Written by Jon Kelly

As I have previously noted, one of the big themes across the charity sector that I am hearing these days is the challenge of acquiring new donors. Whilst this has of course always been a challenge it does seem to be getting harder and harder to find new donors at scale and at cost. Pick up any benchmarking report, or attend any conference, and you will undoubtedly here about it.
One of the upsides of this is that charities are finally turning their attention more to retention and thinking more about how to engage and nurture the supporters they do have. I have always been a big advocate of focussing more on value from existing supporters so definitely welcome this. But we still need to breathe new life into our supporter files as we will always face some attrition from our base no matter how good our engagement programmes are.
I found the quote below from the recent Open / Sequoia Charity Benchmarks study very revealing in that it shows this is not a problem of budget.
“The Challenge is not the availability of the budget. The challenge is the availability of which viable routes in which to invest”
Up to now, the acquisition problem has generally been about budget (if I spend more I get more) but now it appears that even with bottomless pockets it is still not easy to recruit at the volumes needed to drive growth. Traditional channels (Face to Face, DRTV) are becoming more saturated (and more expensive) and whilst there are more and more opportunities out there (Digital, Social, Web) and Cost per Acquisition (CPA) can look very attractive, they are not (in most cases) delivering the required numbers.
So, what do you do about it?
Well unfortunately I don’t have any quick fixes or easy answers but there are three pieces of analysis I can highlight which will help you get your acquisition back on track.
Lifetime Value (LTV)
Firstly, if you don’t already, you really should be tracking the LTV of your donors. It is essential to review your acquisition strategies beyond the initial touch point and understand the future engagement of new donors you are recruiting. If you are not looking beyond this you may be missing out on recruiting long term loyal donors, or you may be wasting money on donors who provide little ongoing engagement.

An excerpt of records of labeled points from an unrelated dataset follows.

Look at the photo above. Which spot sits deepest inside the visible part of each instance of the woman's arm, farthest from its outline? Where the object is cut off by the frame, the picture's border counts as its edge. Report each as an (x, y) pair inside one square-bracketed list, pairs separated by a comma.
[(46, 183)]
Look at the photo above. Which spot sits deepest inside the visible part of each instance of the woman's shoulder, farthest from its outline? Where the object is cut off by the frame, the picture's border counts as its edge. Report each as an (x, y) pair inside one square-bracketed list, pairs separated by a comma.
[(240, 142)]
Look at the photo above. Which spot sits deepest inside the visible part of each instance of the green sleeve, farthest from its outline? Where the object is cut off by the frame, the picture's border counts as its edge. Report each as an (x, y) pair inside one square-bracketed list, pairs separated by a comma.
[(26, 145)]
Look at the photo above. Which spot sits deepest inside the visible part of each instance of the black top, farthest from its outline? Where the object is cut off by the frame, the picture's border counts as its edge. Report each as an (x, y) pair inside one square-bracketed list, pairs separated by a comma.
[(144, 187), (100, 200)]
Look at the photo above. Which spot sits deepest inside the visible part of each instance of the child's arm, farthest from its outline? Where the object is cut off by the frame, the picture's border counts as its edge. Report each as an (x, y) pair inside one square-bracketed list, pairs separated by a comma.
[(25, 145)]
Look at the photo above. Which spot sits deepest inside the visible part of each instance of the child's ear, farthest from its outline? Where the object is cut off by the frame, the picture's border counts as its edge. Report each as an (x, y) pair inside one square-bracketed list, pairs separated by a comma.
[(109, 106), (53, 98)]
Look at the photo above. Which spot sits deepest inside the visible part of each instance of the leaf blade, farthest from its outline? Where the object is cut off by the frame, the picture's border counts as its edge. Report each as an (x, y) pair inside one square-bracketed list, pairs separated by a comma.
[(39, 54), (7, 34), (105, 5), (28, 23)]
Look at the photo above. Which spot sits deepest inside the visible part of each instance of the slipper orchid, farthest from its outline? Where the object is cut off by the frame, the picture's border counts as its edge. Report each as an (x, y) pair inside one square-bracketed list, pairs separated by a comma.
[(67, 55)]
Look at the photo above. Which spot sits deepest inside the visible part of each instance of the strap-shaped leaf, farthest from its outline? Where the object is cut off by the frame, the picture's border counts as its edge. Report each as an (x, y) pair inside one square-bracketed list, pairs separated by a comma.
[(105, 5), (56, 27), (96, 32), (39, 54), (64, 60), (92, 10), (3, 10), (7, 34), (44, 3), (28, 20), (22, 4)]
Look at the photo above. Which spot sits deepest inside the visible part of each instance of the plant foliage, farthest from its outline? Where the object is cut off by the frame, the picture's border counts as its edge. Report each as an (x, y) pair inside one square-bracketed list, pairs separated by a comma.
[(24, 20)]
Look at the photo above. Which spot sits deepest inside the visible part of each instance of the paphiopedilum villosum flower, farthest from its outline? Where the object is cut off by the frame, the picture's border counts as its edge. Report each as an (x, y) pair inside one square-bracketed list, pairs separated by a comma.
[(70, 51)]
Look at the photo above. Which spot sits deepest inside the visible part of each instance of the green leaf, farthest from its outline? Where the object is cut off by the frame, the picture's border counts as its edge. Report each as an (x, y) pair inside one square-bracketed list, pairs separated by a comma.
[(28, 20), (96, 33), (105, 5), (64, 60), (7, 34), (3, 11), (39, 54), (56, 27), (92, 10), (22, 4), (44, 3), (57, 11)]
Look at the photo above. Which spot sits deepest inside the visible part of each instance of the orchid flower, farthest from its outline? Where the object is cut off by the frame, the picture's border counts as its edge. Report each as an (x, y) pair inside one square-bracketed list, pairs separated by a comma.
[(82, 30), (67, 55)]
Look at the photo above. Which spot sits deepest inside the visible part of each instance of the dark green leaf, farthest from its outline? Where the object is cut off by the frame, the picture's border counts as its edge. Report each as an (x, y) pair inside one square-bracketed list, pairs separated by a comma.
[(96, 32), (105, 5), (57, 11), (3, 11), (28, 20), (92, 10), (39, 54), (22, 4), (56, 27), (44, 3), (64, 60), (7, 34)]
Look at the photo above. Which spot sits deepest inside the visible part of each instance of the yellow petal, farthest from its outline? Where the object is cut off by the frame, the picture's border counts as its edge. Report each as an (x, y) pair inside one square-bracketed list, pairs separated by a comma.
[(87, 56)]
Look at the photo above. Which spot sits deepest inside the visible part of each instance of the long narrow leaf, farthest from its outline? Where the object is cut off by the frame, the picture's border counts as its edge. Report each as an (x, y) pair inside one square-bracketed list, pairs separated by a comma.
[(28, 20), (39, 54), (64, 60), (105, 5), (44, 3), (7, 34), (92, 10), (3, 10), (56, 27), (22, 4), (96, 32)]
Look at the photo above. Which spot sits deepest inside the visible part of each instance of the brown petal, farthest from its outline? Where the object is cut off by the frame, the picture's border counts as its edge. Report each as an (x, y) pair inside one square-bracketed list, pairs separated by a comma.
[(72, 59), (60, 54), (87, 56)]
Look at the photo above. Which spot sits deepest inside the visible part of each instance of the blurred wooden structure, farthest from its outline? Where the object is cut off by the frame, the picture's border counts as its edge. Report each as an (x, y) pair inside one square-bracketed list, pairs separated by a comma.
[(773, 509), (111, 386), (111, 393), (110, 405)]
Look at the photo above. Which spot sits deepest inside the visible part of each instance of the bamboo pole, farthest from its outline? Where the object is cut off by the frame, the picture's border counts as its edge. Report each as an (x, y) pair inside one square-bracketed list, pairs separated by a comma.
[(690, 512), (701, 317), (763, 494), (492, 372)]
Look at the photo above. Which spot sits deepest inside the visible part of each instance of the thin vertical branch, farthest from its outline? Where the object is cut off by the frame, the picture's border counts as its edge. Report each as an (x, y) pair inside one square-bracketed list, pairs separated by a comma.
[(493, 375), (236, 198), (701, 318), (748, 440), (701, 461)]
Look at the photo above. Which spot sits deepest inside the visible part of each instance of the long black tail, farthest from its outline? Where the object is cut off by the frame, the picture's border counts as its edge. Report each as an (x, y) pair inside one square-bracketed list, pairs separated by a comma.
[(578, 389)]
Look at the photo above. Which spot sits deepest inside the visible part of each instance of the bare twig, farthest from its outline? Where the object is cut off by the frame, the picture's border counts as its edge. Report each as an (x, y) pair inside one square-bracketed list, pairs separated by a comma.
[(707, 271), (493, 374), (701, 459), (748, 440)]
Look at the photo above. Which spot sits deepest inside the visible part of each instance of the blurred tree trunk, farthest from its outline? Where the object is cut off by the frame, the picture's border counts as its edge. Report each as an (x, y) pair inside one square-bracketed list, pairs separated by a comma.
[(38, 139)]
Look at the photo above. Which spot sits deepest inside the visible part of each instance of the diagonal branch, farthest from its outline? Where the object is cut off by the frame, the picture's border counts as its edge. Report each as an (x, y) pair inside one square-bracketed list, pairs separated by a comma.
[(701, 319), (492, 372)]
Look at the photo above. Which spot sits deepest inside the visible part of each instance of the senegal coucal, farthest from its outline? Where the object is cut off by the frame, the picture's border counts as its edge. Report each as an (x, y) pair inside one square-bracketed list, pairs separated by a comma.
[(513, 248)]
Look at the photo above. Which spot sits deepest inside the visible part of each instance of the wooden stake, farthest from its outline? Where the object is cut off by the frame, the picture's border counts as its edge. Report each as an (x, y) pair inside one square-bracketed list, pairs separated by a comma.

Understanding the LTV of your donors will help you better assess how much to spend on recruiting them. Whilst channels like Face to Face and DRTV are becoming more expensive, longer term payback can still justify the cost. Conversely digital channels may appear attractive with lower CPAs but if these donors don’t go on to engage further it may not be worthwhile.
Audience Review
Secondly, now is a good time to understand more about who you donors are. An audience review will help you identify what your most profitable donors look like so you can then align your recruitment to these people and ensure you are using the right channels and messages to attract them. It can also reveal gaps in your mix and identify potential audiences that are not engaging with you.
We recommend using an existing market segmentation such as Mosaic or SONAR to match against your CRM data to understand how these groups currently engage with you. Propensity to give, or share of wallet metrics, can then identify the potential headroom in each audience and so help you decide your optimal marketing mix.
Forecasting
Finally, bringing it together it is worth investing in a simple forecasting tool or process which will help you evaluate the longer term impact of your activity and determine the optimal mix for long term sustainable recruitment at the right value and volume for your programme.